多少年来,各路文人墨客不乏好谈中西方文化差异的,文化决定论甚嚣尘上。其中有个很经典的讲法,说西方是个人主义,中国是集体主义。这个标签贴得轻松,说的多了,也就信了。好像自古以来,中国人骨子里崇尚和谐、顾全大局,把各种集体的利益置于个人之上,创造出五千年的文明而不中断。但仔细一想,却让人觉得有些笼统。

这所谓文化传统中强调的“集体”,到底是什么样的“集体”?这种被笼统称作“集体主义”的传统,其内核与现代社会主义意义上的“集体主义”有什么一致性吗?

传统,或者更准确地说,中国封建社会的经济基础,是地主土地所有制下的小农经济。在这种社会里,最主要的生产资料——土地,高度集中在地主阶级手中;而社会最主要的劳动力——农民,则只占有少量土地或完全没有土地。为了生存,农民不得不租种地主的土地,将收成的五成、六成甚至更多作为地租交给地主。一家一户,男耕女织,在狭小土地上维持着脆弱的自给自足的小生产。

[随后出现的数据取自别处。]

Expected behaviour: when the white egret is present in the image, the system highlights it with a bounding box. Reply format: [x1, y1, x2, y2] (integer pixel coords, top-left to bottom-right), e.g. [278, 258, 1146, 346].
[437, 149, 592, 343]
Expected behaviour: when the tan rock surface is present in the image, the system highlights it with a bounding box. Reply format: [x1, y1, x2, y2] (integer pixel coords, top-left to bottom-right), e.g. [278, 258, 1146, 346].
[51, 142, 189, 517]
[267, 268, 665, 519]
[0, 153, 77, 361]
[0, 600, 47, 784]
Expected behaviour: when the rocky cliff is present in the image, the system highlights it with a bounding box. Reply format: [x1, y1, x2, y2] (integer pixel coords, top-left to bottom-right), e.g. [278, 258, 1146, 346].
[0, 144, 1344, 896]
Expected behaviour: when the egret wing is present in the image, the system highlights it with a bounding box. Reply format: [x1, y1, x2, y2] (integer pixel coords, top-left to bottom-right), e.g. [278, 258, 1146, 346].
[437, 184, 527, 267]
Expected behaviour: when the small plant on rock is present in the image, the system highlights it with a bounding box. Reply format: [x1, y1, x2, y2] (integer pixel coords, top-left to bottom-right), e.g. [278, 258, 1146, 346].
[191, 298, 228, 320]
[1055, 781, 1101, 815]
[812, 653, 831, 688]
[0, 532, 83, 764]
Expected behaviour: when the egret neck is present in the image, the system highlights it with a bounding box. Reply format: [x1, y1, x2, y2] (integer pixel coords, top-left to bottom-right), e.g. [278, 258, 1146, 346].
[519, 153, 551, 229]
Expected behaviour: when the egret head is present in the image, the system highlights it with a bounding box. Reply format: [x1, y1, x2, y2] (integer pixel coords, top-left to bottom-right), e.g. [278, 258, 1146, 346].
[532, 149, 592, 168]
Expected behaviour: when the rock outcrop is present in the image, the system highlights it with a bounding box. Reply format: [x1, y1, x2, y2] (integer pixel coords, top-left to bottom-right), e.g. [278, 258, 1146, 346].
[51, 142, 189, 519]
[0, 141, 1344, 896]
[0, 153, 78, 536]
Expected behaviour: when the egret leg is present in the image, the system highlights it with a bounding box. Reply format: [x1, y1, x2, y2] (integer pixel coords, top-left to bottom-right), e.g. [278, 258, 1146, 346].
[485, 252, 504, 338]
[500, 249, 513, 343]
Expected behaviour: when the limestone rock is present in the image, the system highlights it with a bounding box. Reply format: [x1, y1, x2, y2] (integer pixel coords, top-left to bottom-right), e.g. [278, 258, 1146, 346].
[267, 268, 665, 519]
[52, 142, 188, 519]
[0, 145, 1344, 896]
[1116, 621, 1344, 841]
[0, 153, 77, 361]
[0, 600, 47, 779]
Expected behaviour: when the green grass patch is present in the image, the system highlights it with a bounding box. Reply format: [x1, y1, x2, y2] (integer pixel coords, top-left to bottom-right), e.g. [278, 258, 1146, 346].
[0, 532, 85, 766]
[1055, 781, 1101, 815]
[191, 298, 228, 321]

在这种分散的、马铃薯式的经济土壤上,却生长出了一套极为发达且精致的伦理与政治架构,其核心便是以血缘为纽带、以等级尊卑秩序为特征的宗法制度。这才是传统社会所谓“集体”的真实形态。它以家庭和宗族为基本单元,像水波一样由亲及疏、由近及远地推开,形成“家-族-国”的同构体系。

这种共同体的内核是血缘伦常,而非基于平等个体的自由联合。它的首要任务是维护内部的等级秩序(父为子纲、夫为妻纲、长幼有序),确保财产与权力在血缘网络中的稳定传承,从而服务于地主阶级的长远统治。

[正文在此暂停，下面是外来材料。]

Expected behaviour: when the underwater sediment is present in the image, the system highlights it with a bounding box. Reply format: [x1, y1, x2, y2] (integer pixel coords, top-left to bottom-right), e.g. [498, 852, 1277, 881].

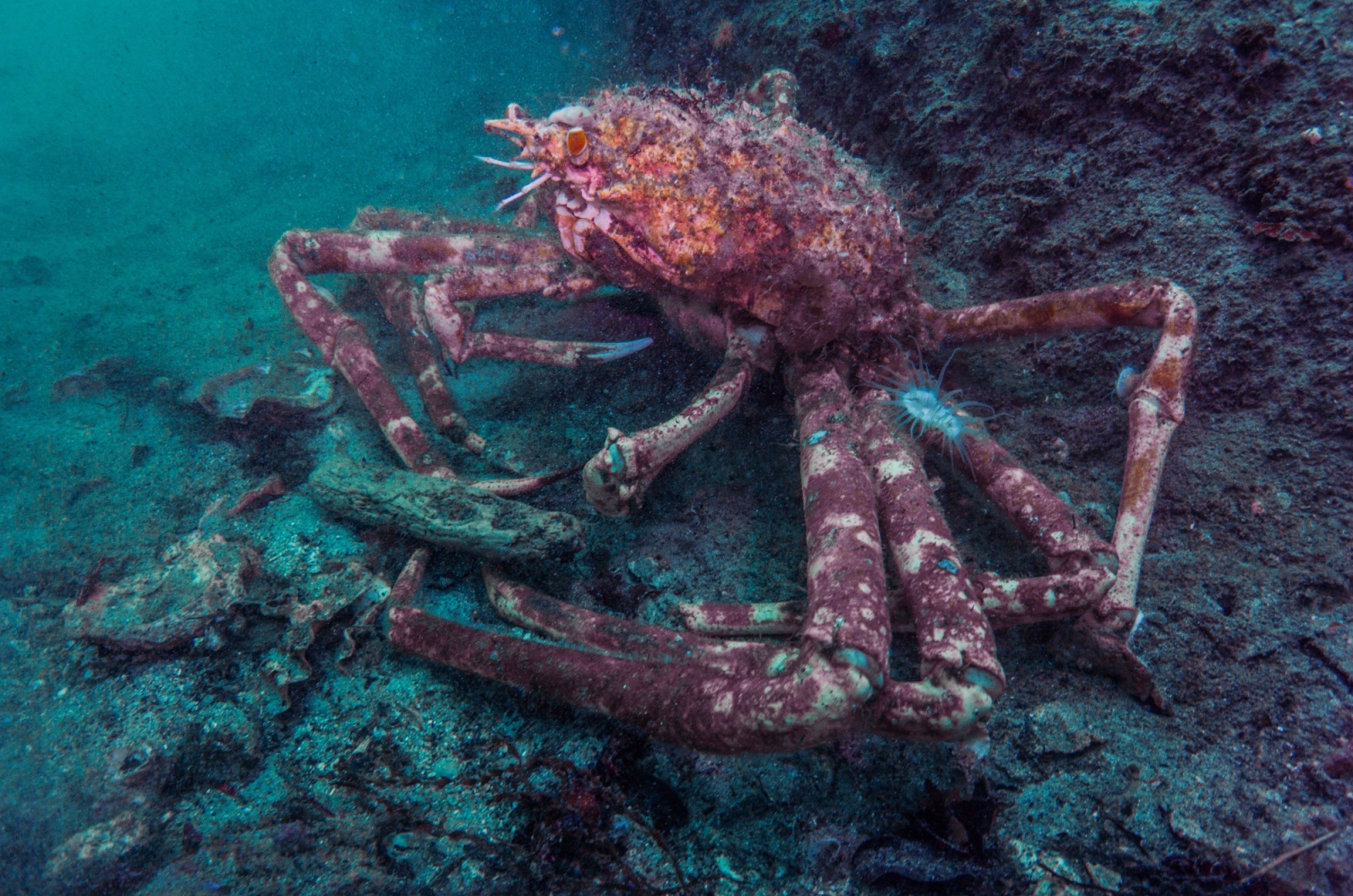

传统所谓的“集体”,本质是个以伦理义务包裹,且排他性极强的利益共同体。个人被紧紧镶嵌在 “君君臣臣父父子子” 的固定名分里,其价值首先体现在对家族血脉延续与声誉维护的贡献上。“光宗耀祖” 是动力,“辱没门楣” 则是最大恐惧。

这种集体对内的约束细致入微,但对共同体之外的 “他者”的表现却常常是冷漠乃至敌意的。村社间的械斗、宗族间的世仇,历史上屡见不鲜。这里的 “集体主义”,并没有指向更广阔的社会整体利益,反倒巩固和放大了基于血缘地缘的狭隘团体利己主义。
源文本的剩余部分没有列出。